Direct Server Return

More Information

For a more detailed explanation on how to use Direct Server Return (DSR) to build a highly scalable and available ingress for Kubernetes see the following blog post

What is DSR?

When enabled, DSR allows the service endpoint to respond directly to the client request, bypassing the service proxy. When DSR is enabled kube-router will use LVS's tunneling mode to achieve this (more on how later).

Quick Start

You can enable DSR functionality on a per service basis.

Requirements:

ClusterIP type service has an externalIP set on it or is a LoadBalancer type service
kube-router has been started with --service-external-ip-range configured at least once. This option can be specified multiple times for multiple ranges. The external IPs or LoadBalancer IPs must be included in these ranges.
kube-router must be run in service proxy mode with --run-service-proxy (this option is defaulted to true if left unspecified)
If you are advertising the service outside the cluster --advertise-external-ip must be set
If kube-router is deployed as a Kubernetes pod:
hostIPC: true must be set for the pod
hostPID: true must be set for the pod
The container runtime (CRI) socket directory must be mounted into the kube-router pod via a hostPath volume mount. We need to mount the entire directory as the socket file might change in case of the container runtime restarts.
/etc/iproute2/rt_tables (or similar) must be read/write mounted into the kube-router pod via a hostPath volume mount. NOTE: since v6.5.0 of iproute2 this file has been moved underneath /usr in either /usr/lib/iproute2/rt_tables or /usr/share/iproute2/rt_tables instead of in /etc so this mount may need to be updated depending on which version of Linux you're deploying against. kube-router will check all 3 locations and use them in order of the above.
A pod network that allows for IPIP encapsulated traffic. The most notable exception to this is that Azure does not transit IPIP encapsulated packets on their network. In this scenario, the end-user may be able to get around this issue by enabling FoU (--overlay-encap=fou) and full overlay networking (--overlay-type=full) options in kube-router. This hasn't been well tested, but it should allow the DSR encapsulated traffic to route correctly.

To enable DSR you need to annotate service with the kube-router.io/service.dsr=tunnel annotation:

kubectl annotate service my-service "kube-router.io/service.dsr=tunnel"

Things To Lookout For

In the current implementation, DSR will only be available to the external IPs or LoadBalancer IPs
The current implementation does not support port remapping. So you need to use same port and target port for the service.
In order for DSR to work correctly, an ipip tunnel to the pod is used. This reduces the MTU for the packet by 20 bytes. Because of the way DSR works it is not possible for clients to use PMTU to discover this MTU reduction. In TCP based services, we mitigate this by using iptables to set the TCP MSS value to 20 bytes less than kube-router's primary interface MTU size. However, it is not possible to do this for UDP streams. Therefore, UDP streams that continuously use large packets may see a performance impact due to packet fragmentation. Additionally, if clients set the DF (Do Not Fragment) bit, services may see packet loss on UDP services.

Kubernetes Pod Examples

As of kube-router-1.2.X and later, kube-router's DSR mode now works with CRI compliant container runtimes. Officially only containerd has been tested, but this solution should work with cri-o as well.
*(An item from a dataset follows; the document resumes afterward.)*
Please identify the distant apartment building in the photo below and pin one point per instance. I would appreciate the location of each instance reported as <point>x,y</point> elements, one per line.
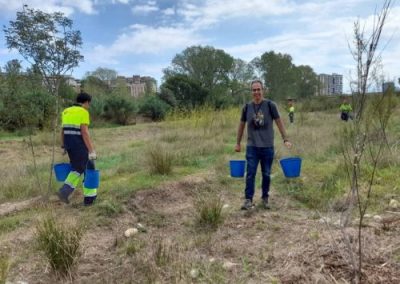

Most of what was said above also applies for non-docker container runtimes, however, there are some adjustments that you'll need to make:

You'll need to let kube-router know what container runtime socket to use via the --runtime-endpoint CLI parameter
If running kube-router as a Kubernetes deployment you'll need to make sure that you expose the correct socket via hostPath volume mount

Here is an example kube-router daemonset manifest with just the changes needed to enable DSR with containerd (this is not a full manifest, it is just meant to highlight differences):

apiVersion: apps/v1
kind: DaemonSet
metadata:
  name: kube-router
spec:
  template:
    spec:
    ...
      volumes:
      - name: containerd-sock
        hostPath:
          path: /run/containerd/
      - name: rt-tables
        hostPath:
          path: /etc/iproute2/rt_tables
      ...
      containers:
      - name: kube-router
        args:
        - --runtime-endpoint=unix:///run/containerd/containerd.sock
        ...
        volumeMounts:
        - name: containerd-sock
          mountPath: /run/containerd/
          readOnly: true
        - name: rt-tables
          mountPath: /etc/iproute2/rt_tables
          readOnly: false
...

For an example manifest please look at the kube-router all features manifest with DSR requirements for containerd enabled.

More Details About DSR

In order to facilitate troubleshooting it is worth while to explain how kube-router accomplishes DSR functionality.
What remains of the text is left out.